Tsuyama, Historische Burgstadt im Norden der Präfektur Okayama, Japan
Tsuyama ist eine Stadt im nördlichen Teil der Präfektur Okayama in der Chūgoku-Region Japans, die auf mehreren Hügeln und Tälern ruht und vom Yoshii-Fluss durchflossen wird. Die Straßen des historischen Zentrums folgen noch dem alten Muster mit Resten von Befestigungen auf einem bewaldeten Hügel und traditionellen Kaufmannshäusern entlang der Hauptroute.
Das Gebiet wurde im frühen achten Jahrhundert als Verwaltungszentrum einer Provinz gegründet und erhielt 1603 von einem Tokugawa-Herrscher einen neuen Status als Burgstadt unter der Familie Mori. Die Burg selbst wurde kurz nach 1600 auf dem Hügel errichtet und im 19. Jahrhundert größtenteils abgerissen, doch die Stadtanlage blieb weitgehend erhalten.
Mitte April färbt sich die Gegend rund um das ehemalige Burggelände durch mehrere tausend Kirschbäume in zartem Rosa und verwandelt die Straßen in eine begehbare Frühlingslandschaft.

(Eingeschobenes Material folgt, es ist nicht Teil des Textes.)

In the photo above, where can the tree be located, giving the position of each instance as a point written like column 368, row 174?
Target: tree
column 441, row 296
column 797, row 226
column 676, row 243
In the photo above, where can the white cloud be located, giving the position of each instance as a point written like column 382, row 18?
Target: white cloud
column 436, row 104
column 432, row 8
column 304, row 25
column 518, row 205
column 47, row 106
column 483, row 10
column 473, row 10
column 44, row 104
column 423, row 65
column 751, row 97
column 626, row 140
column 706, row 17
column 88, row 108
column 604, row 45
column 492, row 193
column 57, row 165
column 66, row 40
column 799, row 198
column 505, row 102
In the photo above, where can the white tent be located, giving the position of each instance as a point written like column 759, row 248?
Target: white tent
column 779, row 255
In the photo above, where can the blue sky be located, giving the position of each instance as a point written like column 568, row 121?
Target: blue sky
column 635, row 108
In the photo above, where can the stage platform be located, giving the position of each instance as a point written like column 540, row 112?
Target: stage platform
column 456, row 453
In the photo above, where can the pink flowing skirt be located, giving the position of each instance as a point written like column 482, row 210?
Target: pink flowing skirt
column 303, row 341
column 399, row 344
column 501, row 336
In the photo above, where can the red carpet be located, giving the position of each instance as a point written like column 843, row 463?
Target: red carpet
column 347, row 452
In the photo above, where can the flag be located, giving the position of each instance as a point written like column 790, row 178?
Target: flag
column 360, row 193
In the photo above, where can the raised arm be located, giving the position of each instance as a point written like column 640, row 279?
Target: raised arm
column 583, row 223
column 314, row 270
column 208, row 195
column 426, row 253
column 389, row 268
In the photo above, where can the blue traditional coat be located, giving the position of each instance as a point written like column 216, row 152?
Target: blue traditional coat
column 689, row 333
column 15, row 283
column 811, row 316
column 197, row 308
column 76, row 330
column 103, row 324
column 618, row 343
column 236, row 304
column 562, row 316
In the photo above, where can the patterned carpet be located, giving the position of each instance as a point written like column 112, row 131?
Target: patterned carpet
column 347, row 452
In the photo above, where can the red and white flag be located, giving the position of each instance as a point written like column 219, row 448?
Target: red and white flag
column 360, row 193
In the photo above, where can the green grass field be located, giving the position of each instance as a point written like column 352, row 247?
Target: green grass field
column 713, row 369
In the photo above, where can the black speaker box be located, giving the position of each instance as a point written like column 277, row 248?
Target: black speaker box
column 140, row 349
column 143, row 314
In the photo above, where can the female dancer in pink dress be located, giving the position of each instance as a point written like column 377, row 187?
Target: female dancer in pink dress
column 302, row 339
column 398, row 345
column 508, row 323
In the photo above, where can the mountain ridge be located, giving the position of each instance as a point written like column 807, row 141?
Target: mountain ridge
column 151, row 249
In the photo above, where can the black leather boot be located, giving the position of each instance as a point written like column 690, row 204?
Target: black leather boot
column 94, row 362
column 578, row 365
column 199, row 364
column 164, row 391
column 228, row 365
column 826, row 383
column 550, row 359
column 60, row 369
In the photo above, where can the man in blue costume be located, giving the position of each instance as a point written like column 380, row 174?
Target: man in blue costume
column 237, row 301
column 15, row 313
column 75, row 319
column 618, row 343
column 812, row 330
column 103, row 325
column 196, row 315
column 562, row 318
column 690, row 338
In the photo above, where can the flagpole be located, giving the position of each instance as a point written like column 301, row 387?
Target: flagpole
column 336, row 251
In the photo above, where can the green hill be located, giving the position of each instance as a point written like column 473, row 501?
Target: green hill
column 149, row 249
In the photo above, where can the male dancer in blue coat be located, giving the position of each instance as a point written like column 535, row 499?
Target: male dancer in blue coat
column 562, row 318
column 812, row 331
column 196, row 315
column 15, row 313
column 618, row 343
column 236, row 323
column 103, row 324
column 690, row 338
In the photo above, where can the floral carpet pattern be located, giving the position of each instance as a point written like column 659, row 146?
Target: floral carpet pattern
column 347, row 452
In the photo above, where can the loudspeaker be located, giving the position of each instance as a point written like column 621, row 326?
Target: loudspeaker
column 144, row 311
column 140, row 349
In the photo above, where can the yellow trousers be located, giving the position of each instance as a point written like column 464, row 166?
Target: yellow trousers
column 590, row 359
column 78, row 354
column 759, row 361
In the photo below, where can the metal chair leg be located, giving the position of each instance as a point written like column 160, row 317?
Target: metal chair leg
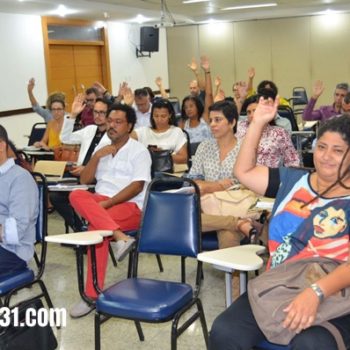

Die Altstadt bewahrt in ihren Vierteln noch heute die typische Straßenführung der Samurai-Residenzen mit verwinkelten Gassen und traditionellen Holzhäusern, die einst verschiedene Gesellschaftsschichten trennten.
Die Stadt liegt etwa eine Zugstunde nördlich von Okayama an einer Nebenstrecke durch die Berge und dient als Tor zu den ländlichen Gebieten der Präfektur. Das Zentrum ist zu Fuß überschaubar und die meisten Sehenswürdigkeiten liegen in kurzer Entfernung vom Bahnhof.
Im Frühsommer wird in den Außenbezirken eine lokale Rindfleischsorte namens Sakushu-gyu gezüchtet, die wegen ihrer feinen Marmorierung in der Region geschätzt wird. An manchen Stellen der Altstadt lassen sich noch Reste der originalen Burgmauern entdecken, die zwischen Wohnhäusern und Geschäften verborgen liegen.